Recently I have reread Kjell Westö’s impressive insightful book that made a huge impression on me. My review was originally on Crime Review pages, and I strongly believe the English edition of The Wednesday Club, published by MacLehose Press in May 2016, deserves much more attention.

The Finnish Civil War, lasting under four months in 1918, remains one of the most emotionally charged events in history of Finland. The Swedish middle and upper classes (the Whites), inclined to support Germany, fought against the Finnish proletariat (the Reds), supported by the Russian Bolshevik regime. The events of the past have bitterly divided the country after the WWI and affect the characters in the novel.

The titular Wednesday Club was founded in the autumn of ’27 by the lawyer Claes Thune and his five friends ‘to contribute to the maintenance and exploration of political and cultural conversation in the Swedish language in the city of Helsinki’. The monthly meetings became an exclusive gentlemen’s club, an opportunity to talk and drink, enjoy fine food and debate various topics, such as hatred towards real and imagined enemies, and the unconditional love for a mythical, feminised mother country: the Finnish Maiden or the Mother Russia. Yet as the political situation in Europe escalated in 1938 a darker cloud hovered above the men, two liberals and four of the right-wing persuasion. Always eager to voice their political alliances and feeling comfortable in their knowledge and confidence that their position is safe, they are disturbed by the world’s events. Hitler’s expansion causes both anger and admiration. Mussolini is the talk of the rich classes. Attitudes towards other nations worsen, and that change is aimed at Jews, Finns and various other ethnic groups in Finland.

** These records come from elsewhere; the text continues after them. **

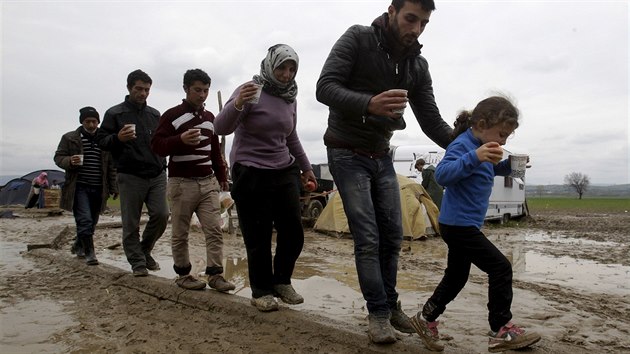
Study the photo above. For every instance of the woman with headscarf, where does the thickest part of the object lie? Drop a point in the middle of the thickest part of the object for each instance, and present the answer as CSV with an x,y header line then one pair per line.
x,y
268,167
37,184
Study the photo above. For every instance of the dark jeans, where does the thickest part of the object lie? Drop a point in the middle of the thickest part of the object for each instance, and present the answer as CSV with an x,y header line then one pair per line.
x,y
86,209
266,199
371,200
466,246
134,192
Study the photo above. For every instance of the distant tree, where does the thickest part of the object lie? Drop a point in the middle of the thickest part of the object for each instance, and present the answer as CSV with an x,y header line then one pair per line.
x,y
578,182
540,189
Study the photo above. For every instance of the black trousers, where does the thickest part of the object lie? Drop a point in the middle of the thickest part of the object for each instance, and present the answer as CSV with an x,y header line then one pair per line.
x,y
466,246
266,199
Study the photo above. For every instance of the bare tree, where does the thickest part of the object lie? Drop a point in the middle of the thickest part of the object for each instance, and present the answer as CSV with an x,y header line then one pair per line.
x,y
578,182
540,189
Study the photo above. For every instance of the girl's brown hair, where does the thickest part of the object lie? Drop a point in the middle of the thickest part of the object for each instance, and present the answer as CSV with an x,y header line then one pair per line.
x,y
488,113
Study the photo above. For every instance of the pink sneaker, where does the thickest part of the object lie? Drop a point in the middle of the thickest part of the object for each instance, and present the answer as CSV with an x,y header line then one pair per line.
x,y
428,332
510,337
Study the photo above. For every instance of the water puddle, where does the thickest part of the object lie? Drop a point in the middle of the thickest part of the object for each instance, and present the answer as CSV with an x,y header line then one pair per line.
x,y
579,274
26,326
332,285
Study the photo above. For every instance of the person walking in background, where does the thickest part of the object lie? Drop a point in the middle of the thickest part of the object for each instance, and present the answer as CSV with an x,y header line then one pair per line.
x,y
429,183
267,158
196,172
126,131
467,170
89,180
39,182
356,83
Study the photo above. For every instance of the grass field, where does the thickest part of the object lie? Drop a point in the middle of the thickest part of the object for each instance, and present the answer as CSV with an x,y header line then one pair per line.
x,y
587,205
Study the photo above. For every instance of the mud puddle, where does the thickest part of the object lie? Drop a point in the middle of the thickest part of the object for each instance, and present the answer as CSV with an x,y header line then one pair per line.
x,y
26,326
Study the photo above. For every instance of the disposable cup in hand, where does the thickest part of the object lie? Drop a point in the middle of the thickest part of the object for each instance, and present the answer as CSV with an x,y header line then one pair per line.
x,y
519,165
256,97
196,130
401,110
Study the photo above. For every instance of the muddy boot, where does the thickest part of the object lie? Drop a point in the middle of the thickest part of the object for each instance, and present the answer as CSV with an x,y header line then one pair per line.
x,y
77,248
88,248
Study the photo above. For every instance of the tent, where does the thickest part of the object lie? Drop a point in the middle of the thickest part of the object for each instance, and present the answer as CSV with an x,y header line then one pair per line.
x,y
16,190
419,213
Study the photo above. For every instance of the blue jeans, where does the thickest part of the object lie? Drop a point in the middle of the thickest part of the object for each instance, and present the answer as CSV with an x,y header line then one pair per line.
x,y
371,199
134,192
86,210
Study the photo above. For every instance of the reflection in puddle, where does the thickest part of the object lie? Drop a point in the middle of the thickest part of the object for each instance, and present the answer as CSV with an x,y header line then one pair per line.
x,y
580,274
26,326
332,287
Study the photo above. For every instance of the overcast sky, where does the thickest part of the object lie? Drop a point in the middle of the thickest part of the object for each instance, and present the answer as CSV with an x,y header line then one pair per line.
x,y
564,62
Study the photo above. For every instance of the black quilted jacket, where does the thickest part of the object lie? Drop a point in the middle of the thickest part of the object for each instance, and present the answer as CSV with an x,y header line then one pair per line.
x,y
359,67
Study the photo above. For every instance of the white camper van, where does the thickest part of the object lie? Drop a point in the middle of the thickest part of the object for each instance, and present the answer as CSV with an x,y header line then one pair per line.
x,y
508,194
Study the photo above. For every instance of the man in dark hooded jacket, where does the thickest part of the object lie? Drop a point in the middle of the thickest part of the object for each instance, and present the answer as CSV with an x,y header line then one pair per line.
x,y
370,75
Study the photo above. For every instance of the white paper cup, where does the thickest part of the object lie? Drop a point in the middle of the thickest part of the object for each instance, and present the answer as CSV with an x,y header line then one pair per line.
x,y
402,110
198,131
256,97
519,165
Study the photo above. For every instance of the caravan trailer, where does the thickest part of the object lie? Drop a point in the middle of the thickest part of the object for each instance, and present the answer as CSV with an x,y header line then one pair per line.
x,y
507,200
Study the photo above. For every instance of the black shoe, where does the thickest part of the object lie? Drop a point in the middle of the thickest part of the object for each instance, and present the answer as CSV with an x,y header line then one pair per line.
x,y
400,321
140,272
88,249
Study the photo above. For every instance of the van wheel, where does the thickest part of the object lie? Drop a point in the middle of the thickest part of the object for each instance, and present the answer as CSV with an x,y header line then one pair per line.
x,y
314,209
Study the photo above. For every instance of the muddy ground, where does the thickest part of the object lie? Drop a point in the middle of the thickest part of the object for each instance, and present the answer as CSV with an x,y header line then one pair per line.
x,y
572,284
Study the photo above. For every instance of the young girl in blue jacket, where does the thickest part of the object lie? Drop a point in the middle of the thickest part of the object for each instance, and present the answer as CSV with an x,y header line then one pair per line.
x,y
467,171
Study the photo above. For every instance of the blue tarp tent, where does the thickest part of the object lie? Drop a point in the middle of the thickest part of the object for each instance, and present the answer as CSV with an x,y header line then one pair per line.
x,y
16,190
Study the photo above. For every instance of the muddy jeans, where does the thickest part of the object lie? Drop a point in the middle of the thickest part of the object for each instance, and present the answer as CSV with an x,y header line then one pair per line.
x,y
199,196
134,192
371,199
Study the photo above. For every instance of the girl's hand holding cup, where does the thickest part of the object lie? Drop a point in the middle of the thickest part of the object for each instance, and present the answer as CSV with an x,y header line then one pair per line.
x,y
490,152
249,93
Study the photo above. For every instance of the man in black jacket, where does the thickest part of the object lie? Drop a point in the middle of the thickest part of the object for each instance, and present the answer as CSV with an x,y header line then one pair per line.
x,y
126,131
363,82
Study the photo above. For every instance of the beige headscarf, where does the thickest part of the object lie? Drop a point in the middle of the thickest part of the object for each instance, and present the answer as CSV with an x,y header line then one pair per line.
x,y
277,55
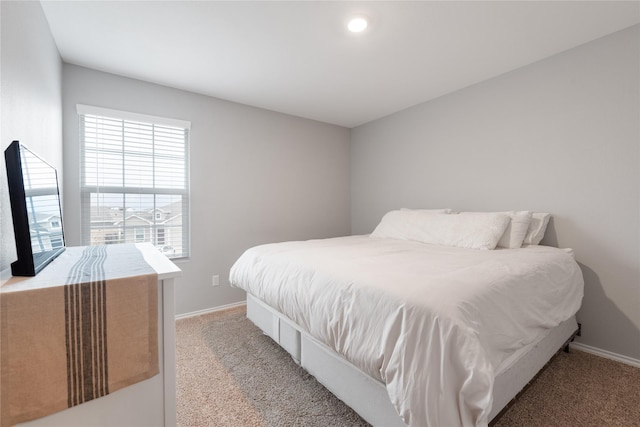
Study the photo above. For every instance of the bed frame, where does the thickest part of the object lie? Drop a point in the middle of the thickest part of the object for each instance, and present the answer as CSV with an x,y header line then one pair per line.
x,y
368,396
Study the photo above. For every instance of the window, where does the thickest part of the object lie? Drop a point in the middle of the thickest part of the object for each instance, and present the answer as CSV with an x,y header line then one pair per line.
x,y
139,234
134,177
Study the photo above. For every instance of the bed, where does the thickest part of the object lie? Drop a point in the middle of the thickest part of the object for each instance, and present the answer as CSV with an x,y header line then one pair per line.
x,y
428,321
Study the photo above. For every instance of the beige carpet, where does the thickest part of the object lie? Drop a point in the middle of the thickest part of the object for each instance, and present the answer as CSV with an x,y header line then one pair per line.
x,y
230,375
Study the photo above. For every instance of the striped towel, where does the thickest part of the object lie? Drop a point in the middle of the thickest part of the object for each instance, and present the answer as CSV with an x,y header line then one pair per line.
x,y
84,327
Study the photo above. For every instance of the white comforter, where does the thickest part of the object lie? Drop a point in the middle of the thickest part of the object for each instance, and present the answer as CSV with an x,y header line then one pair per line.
x,y
431,322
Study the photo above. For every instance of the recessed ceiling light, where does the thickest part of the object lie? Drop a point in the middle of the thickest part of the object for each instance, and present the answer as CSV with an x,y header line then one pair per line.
x,y
358,24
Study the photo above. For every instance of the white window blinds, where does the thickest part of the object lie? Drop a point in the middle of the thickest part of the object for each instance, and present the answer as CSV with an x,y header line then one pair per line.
x,y
134,180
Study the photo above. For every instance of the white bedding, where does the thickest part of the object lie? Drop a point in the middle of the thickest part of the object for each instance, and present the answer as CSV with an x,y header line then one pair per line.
x,y
433,323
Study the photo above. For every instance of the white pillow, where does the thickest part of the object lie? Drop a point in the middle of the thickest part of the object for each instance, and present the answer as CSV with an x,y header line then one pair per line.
x,y
516,230
428,210
474,231
538,226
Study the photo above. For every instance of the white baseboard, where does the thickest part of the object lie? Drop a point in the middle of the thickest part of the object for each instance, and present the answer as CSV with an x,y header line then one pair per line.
x,y
606,354
210,310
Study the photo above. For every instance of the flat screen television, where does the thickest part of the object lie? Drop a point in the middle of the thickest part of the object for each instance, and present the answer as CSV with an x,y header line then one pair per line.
x,y
35,208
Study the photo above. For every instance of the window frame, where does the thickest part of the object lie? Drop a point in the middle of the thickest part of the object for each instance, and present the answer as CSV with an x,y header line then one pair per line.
x,y
86,190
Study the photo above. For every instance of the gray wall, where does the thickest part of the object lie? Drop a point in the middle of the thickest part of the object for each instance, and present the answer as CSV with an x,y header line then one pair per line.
x,y
256,176
31,76
561,135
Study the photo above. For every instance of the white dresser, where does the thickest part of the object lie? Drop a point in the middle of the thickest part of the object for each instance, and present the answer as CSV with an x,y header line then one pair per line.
x,y
151,402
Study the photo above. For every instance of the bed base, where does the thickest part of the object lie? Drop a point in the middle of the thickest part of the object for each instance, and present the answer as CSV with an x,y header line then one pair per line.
x,y
368,396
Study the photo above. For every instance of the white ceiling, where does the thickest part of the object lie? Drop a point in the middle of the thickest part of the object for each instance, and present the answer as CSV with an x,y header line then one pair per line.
x,y
297,57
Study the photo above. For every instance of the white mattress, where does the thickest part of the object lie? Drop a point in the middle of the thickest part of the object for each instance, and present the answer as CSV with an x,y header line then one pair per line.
x,y
432,323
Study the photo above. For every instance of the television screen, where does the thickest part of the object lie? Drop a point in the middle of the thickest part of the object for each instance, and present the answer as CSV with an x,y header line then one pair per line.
x,y
36,211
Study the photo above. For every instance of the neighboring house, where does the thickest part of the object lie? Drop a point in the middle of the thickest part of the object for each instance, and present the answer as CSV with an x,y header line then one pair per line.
x,y
46,233
160,226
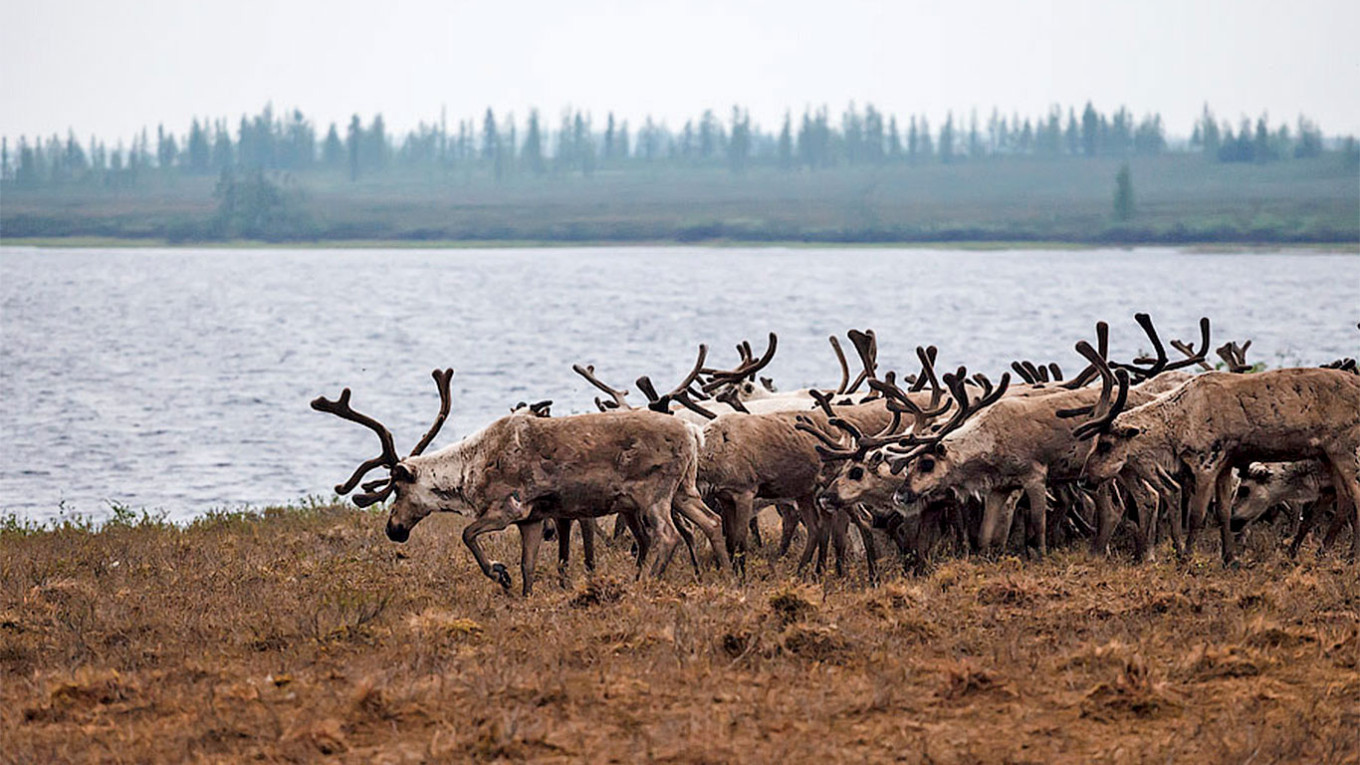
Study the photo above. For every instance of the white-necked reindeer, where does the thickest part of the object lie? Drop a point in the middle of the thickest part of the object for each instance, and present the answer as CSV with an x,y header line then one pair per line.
x,y
521,470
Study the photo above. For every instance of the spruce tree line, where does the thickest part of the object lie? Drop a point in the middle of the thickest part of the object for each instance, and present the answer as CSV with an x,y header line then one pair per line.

Claes Thune, recently divorced and feeling lost, is running his law practice without much enthusiasm, while re-evaluating his life. Always lacking courage, ‘his specialities were analysis and reflection’ in an age ‘that demanded unthinking courage from absolutely everyone’. Broad-mindedness was like oxygen to him, and the lack of it cut short his career as a diplomat at the embassies in Stockholm and Moscow. His ex-wife Gabi, now living with his best friend, also the Club’s member, had her erotic stories published which of course had upset the existing state of affairs.

Into this established status quo enters his new secretary Mrs Matilda Wiik from a working-class background. Mrs Wiik carries constant guilt that years ago she was unable to protect her younger brother Konni, a talented musician and band leader, now emotionally damaged and prone to violent outbursts. More heart-rending are the repressed memories of her time as a prisoner. But she is efficient, impeccable, reserved and cautious; and her curt precise way of speaking hides loneliness. Thune is aware of the undercurrent of strong emotions but divided by their social positions he never invites such confidences. However, a subtle respectful professional friendship develops between these two lonely people.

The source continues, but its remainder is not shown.